Lo scorso fine settimana sono partito per un viaggio lungo ed avventuroso. Pur rimanendo comodamente sdraiato sul divano di casa ho visitato le silenziose e sconfinate Terre del Nord, ho navigato il versante meridionale del Mediterraneo e trovato riparo dallo scirocco rifugiandomi tra le conifere imbiancate. Ho visto la neve cadere e coprire il paesaggio, mentre uno scacciapensieri vibrava nella mia testa e con un ritmo sincopato e frenetico mi ordinava di ballare. Voci di madri del Nord mi parlavano e io rispondevo loro in una lingua calda, ma che non conosco.
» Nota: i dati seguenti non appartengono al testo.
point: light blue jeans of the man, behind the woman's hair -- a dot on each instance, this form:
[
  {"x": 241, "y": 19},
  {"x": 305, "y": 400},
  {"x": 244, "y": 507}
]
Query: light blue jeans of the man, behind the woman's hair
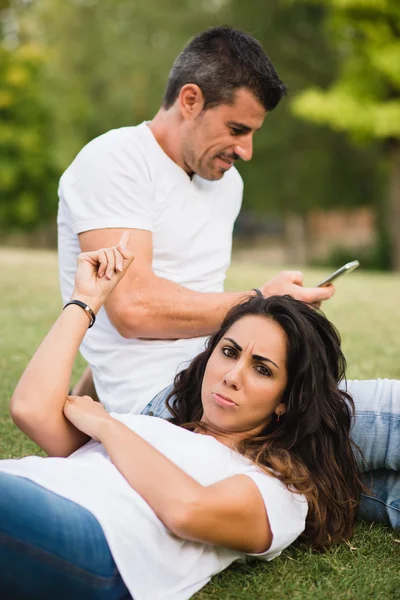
[{"x": 375, "y": 430}]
No, l’acido lisergico non c’entra nulla. Anche se su di uno spirito particolarmente incline la musica, a volte, può generare visioni simili. Il viaggio è stato innescato dall’ascolto di due album che apparentemente non hanno nulla in comune, se non la data di uscita. Il 22 marzo 2024. Ma che condividono la stessa natura profonda.
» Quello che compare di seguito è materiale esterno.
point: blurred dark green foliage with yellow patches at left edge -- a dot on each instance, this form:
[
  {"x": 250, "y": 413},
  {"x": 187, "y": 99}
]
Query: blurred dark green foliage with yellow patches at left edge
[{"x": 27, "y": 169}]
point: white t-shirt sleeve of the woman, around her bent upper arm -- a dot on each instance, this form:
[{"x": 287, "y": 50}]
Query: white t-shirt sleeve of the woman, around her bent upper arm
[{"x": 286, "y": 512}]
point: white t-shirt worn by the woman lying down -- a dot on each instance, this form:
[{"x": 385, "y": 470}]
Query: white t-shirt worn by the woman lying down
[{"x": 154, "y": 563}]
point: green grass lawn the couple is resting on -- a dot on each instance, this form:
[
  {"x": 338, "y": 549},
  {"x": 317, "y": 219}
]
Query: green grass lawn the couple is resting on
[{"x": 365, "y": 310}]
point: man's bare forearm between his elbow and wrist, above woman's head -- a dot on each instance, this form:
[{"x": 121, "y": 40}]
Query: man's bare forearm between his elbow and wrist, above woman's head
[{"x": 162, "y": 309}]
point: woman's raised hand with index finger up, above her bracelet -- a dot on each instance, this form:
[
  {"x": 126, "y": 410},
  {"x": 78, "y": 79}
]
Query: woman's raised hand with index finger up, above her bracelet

Il primo si chiama Perì Fiuseos ed è stato autoprodotto da Lorenzo Minozzi, produttore e compositore romano classe ’97, formatosi artisticamente e professionalmente a Los Angeles. Il disco nasce da un viaggio (vero questa volta) di ricerca , come sottolinea il nome di origine parmenidea dell’album, che Lorenzo ha compiuto nel Nord Europa, da Skjolden, villaggio che sorge lungo i fiordi norvegesi, a Brunico, passando nella foresta nera tedesca nei pressi di Tubinga. Il produttore romano durante le sue tappe ha registrato suoni e voci del paesaggio nordico e, una volta in studio, ha dato vita a queste sei bellissime tracce che compongono l’opera, e che hanno tutta l’aria del diario di viaggio con appunti e note. Andando ben oltre, Minozzi ha disegnato una mappa accurata ed emotiva del proprio viaggio in cui ogni luogo, ogni tappa, bucano la bidimensionalità della cartolina e ci restituiscono la loro singolare profondità.
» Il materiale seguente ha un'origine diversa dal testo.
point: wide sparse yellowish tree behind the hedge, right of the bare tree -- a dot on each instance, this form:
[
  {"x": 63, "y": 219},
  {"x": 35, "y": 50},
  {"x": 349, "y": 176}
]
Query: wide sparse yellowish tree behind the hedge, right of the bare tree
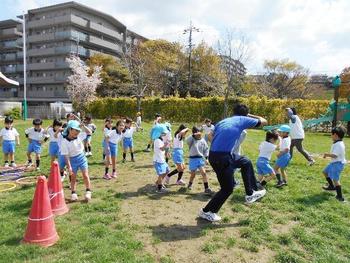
[{"x": 283, "y": 79}]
Il secondo, Fan di go-Dratta uscito per Stellare, agli antipodi delle atmosfere sospese e perenni di Perì Fiuseos, è un’esplosione di vitalità, ritmo e sincretismo musicale. Il produttore palermitano si dà l’obiettivo di lasciarsi influenzare e portare dalle correnti ritmiche e melodiche che da millenni attraversano e increspano il mediterraneo e ci riesce bene. Anche Fan, disco di sette tracce tutte molto danzerecce, si configura, come un mélange di suoni e culture, ma se per Minozzi si poteva trattare di un incursione in terre nuove e sconosciute, e per questo affascinanti, per go-Dratta si tratta di una ricognizione più familiare, pur condita da qualche traccia di esotismo. Come per millenni la Sicilia è stata punto fertile d’incontro per popoli e culture, così Fan diventa il calderone in cui l’autore mescola sapientemente (mixa, direi) drums IDM e ritmi arcaici, arpeggi digitali e melodie tradizionali ed etniche.
Da Nord a Sud, dalla terra dei Cimmeri a quella dei Lestrigoni. Due dischi che vanno dalla luce bianca e fredda al caldo secco del deserto, dalle terre congelate nell’eternità dal ghiaccio artico alle terre sempre nuove e vive, attraversate da una miriade di popoli millenari, del Mare del Sud. Da Skjolden a Tunisi, Minozzi e go-Dratta disegnano mappe i cui confini sfumano, e traiettorie sempre centrifughe, ed invitano l’ascoltatore a vagare per territori sconosciuti, ma che comunque gli parlano, e luoghi familiari, inesauribili fonti di rinnovamento e conoscenza, cercando sempre di superare quel limite. Di spostare l’orizzonte sempre più in là.